Jan 22, 2010 San Miguel de Allende, Guanajuato
Last night was the anniversary of Allende’s birthday. We had dinner at el Payo (the food was excellent, but the margaritas flawed) and then went up to the Zocalo, which was packed with people from all walks of life, though mostly Mexican. Teenage boys, cocky in outdated American street styles, preteen girls playing Nichole Ritchie, rich old women like spiders, the occasional very poor family wearing acrylic sweaters and clutching picnic buckets of Mexican shopping bags.
The fireworks were brilliant, beyond the pale, seriously impressive. As the old bells rang and the sparks fell through the starry night, I had the impression the cathedral was a living entity, crouching like a great but reasonably benevolent beast.
Jan 27, 2010 Tenacatita, Jalisco
Reclining in a hammock. The bay is bright. A southerly rustles palm fronds. Waves prance in the channels around the Rock of Time. Willie Nelson sings as Rich fiddles with the solar panel. Today is the memorial for Al and Carol. The beach goes on.
Jan 19, 2010 Tenacatiita, Jalisco
I love the mornings here, when it’s nearly dark and everyone is still sleeping in their tents. Great swathes of clouds fill up the sky, waiting to be lit. I can hear Rich and Abigail stirring now, in the camp behind me. Feet on sandy patates, sounding like lizards or mapaches. The waves are huge this morning, dark coils roaring into buoyant foam. Today I want to: work on book, record Abigial’s story, run, swim, read, visit Rich and Michelle, and maybe practice a little Spanish.

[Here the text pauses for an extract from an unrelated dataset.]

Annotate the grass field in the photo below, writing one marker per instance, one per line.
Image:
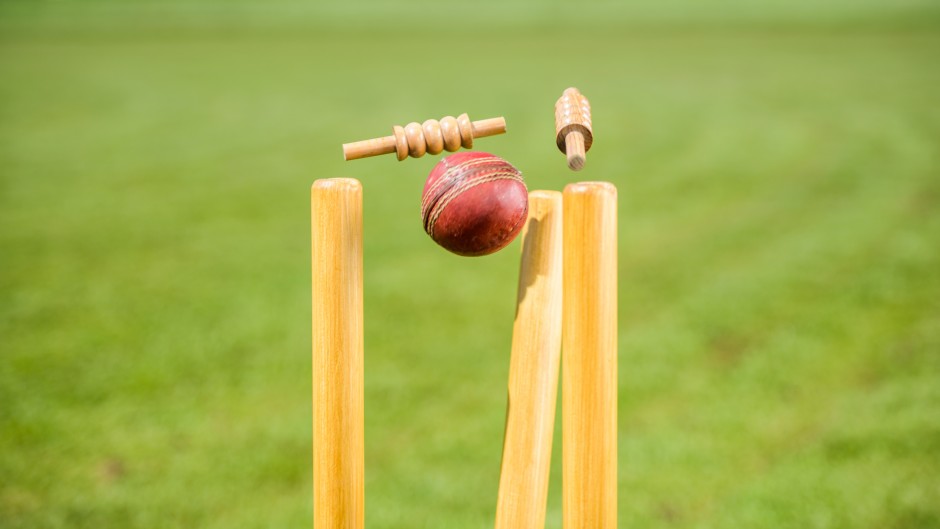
(779, 264)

Jan 30, 2010 Tenacatita, Jalisco
The sunrise looks like an expensive piece of religious art.
Jan 17, 2013 San Miguel de Allende (age 34)
Sitting on the roof of Bonnie and Hayden’s and hoping the clouds will do something interesting. If they don’t turn pink I’m not sure the cold is worth it.
Feb 10, 2013 Coast of Oaxaca
The sun is coming up over the cove. How many of my journal entries have been written on a beach just before or after sunrise? By accident we discovered an actual free beach camp spot! I didn’t think these places existed in Mexico anymore, so I feel greatly heartened.
For a tiny beach there are a lot of houses here and also a low key but expensive hotel. However, so far no one has hassled us for camping in the rudimentary palapas at the
end of the beach. There are no bathroom facilities but it’s a dream come true.
This trip has offered me the opportunity to implement some of the wisdom of Abigail, which I should have picked up from my parents but was slow to learn. Abigail’s fearlessness taught me that my boundless love for Mexico can take me places — that if you get past shyness and fear, this country has so much more to offer. Pluse, I’ve realized that I feel so much better when I’m camping and eating in taquerias.
Feb 25? 2013 Punta Perula, Jalisco
Punta Perula. Listening to Los Tigres del Norte. Soy el Jefe de los Jefes. Sitting under (but not too close) to a palm tree and looking out to the blue bay. Wish I could stay here forever, or at least a month.